TopBioMarkers Sample Results
We use a colon cancer microarray data set (Alon et al, Proc. Natl. Acad. Sci. USA, Vol. 96, pp. 6745-6750, 1999) as an example to illustrate the effectiveness of the consensus voting method for reliable feature selection. The dataset can be downloaded from http://microarray.princeton.edu/oncology/affydata/index.html.
Consensus Voting Table
In the table, the columns Rank, Voted and Index show the ranks, identities, and indices of the features selected by the consensus voting. The numbers in the subsequent columns are the ranks of the selected features evaluated by the corresponding individual feature selection methods. The section marked Voting Weights of All Chosen Feature Selection Methods shows the voting weights which sum to one for each chosen feature selection method.
Performance Assessment in terms of Reproducibility and Prediction Accuracy
The columns in the table below show the selected feature’s rank, identity, index in the input expression data file, feature score, p value from t test, fold change, regulation direction, and fraction of appearances in a leave-one-out feature selection process.
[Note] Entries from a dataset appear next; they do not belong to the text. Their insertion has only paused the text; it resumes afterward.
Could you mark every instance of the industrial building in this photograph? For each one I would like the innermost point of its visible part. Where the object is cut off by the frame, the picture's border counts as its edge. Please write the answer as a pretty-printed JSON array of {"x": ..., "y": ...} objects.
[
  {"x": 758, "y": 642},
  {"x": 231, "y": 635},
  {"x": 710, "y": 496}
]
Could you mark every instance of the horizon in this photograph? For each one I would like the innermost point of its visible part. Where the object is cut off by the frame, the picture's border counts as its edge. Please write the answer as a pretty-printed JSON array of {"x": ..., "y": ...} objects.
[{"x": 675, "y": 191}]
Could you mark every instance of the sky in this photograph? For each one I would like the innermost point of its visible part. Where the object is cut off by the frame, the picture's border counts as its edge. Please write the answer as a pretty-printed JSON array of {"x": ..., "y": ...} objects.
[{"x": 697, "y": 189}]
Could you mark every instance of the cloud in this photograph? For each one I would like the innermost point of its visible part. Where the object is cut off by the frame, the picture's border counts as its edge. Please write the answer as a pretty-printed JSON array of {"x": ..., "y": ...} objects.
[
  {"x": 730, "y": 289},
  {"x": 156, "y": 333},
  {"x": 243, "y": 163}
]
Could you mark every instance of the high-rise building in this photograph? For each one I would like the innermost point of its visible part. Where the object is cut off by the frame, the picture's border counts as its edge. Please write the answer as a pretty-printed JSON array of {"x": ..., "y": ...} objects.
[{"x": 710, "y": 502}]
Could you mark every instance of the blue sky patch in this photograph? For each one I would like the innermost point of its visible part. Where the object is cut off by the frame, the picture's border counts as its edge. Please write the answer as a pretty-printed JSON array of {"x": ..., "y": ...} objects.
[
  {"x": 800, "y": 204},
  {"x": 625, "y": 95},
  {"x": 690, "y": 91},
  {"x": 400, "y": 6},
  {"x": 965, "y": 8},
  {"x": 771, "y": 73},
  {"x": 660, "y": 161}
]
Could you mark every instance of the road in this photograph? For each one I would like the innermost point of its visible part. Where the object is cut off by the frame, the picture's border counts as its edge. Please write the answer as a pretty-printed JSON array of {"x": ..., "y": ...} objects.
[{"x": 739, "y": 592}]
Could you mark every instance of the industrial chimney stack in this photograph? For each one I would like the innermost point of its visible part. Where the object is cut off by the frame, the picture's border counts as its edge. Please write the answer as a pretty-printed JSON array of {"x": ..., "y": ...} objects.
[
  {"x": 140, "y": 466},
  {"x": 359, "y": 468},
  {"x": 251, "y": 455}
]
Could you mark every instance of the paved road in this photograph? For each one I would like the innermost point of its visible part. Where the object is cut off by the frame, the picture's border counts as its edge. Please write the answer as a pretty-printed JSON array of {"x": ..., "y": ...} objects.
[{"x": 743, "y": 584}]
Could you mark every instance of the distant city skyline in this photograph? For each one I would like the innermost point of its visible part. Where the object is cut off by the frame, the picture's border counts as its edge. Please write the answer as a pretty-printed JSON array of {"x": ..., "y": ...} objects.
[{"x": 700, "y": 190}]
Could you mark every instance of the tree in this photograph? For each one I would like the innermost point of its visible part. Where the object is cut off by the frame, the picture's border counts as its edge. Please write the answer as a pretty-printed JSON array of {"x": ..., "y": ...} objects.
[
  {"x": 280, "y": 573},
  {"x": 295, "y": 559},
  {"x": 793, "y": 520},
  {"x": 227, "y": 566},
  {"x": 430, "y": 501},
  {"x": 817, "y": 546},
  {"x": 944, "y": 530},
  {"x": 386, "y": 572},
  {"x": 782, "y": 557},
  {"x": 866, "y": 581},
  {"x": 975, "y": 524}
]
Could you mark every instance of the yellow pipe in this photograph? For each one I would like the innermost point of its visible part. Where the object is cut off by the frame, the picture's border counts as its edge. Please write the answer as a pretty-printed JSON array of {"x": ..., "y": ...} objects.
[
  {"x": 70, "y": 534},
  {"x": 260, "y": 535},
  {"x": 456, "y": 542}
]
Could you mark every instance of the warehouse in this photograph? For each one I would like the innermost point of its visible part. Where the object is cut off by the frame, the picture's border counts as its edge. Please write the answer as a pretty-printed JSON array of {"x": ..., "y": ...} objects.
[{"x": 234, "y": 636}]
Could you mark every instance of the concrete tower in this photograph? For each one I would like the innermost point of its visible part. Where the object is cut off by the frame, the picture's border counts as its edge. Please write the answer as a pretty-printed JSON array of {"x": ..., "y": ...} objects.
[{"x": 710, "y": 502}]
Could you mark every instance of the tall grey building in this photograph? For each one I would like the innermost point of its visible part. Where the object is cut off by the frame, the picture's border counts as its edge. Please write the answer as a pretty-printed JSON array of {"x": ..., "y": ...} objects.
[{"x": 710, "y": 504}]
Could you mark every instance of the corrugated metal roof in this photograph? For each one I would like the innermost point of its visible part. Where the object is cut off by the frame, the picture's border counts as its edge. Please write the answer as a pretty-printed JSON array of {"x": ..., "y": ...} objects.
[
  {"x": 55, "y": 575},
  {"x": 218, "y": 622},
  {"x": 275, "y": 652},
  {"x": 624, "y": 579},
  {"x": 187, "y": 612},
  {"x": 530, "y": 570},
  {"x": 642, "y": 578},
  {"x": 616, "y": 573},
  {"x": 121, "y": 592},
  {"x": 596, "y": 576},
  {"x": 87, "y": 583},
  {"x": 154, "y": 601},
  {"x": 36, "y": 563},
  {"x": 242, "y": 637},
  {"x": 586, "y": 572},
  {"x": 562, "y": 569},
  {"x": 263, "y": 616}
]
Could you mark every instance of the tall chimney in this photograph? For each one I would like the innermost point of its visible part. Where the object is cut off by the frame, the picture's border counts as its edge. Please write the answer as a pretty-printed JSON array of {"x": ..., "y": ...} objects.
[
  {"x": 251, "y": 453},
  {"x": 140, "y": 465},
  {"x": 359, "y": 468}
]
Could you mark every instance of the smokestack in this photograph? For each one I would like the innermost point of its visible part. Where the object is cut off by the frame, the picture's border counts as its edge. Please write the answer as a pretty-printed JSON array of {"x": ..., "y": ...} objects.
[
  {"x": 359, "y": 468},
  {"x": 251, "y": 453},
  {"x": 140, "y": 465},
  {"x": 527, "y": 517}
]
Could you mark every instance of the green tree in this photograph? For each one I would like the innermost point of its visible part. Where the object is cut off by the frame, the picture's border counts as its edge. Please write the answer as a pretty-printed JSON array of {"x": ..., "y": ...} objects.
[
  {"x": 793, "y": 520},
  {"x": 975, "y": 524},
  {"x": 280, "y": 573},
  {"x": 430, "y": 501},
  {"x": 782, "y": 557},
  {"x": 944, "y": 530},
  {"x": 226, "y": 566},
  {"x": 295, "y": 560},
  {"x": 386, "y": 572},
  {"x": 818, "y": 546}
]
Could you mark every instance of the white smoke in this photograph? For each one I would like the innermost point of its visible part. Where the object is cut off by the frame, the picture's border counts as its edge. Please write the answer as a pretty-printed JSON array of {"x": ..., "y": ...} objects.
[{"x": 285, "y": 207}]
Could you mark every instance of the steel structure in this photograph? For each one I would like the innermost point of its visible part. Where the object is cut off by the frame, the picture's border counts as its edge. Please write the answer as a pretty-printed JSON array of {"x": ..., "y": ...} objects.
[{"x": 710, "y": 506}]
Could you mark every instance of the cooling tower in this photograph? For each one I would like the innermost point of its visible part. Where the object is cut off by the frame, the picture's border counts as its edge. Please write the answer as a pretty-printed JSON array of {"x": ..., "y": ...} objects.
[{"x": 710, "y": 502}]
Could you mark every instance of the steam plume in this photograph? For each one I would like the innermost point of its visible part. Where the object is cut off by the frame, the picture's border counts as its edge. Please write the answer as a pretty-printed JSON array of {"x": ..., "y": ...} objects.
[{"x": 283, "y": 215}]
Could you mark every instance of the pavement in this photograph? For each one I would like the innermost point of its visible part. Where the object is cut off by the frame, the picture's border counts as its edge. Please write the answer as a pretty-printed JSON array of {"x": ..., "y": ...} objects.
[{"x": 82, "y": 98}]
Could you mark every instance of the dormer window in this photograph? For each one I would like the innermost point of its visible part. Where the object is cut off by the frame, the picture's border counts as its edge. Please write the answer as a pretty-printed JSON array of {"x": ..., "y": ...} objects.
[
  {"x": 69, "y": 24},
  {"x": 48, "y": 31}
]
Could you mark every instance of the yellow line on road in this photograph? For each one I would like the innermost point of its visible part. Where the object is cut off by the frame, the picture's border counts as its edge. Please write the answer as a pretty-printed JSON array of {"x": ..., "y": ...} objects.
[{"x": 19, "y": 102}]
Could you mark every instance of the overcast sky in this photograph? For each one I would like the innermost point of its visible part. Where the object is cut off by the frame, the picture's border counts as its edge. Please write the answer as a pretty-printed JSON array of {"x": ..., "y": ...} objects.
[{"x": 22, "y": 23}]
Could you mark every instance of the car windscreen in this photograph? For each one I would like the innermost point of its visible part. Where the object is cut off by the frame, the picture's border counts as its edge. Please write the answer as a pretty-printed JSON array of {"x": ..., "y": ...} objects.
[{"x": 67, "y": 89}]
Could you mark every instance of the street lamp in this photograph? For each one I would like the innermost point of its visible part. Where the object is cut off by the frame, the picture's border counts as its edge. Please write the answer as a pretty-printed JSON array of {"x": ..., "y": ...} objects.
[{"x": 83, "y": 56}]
The two additional tables show the general information about the number of misclassified samples in each and all groups, and the detailed information about the misclassified samples.
Comparison with Individual Feature Selection Methods
T test and fold change have been frequently used in feature selection. There has been a continuing debate as to which of these two methods should be used.
The figure below consists of three Volcano plots: (a) using fold change, with p-value cut-off p=0.05, (b) using p-value, with fold change cut-off FC=2, and (c) using the consensus voting method without cutoff values to select features (genes). The red spots are the top 20 genes selected and the associated numbers are their corresponding ranks.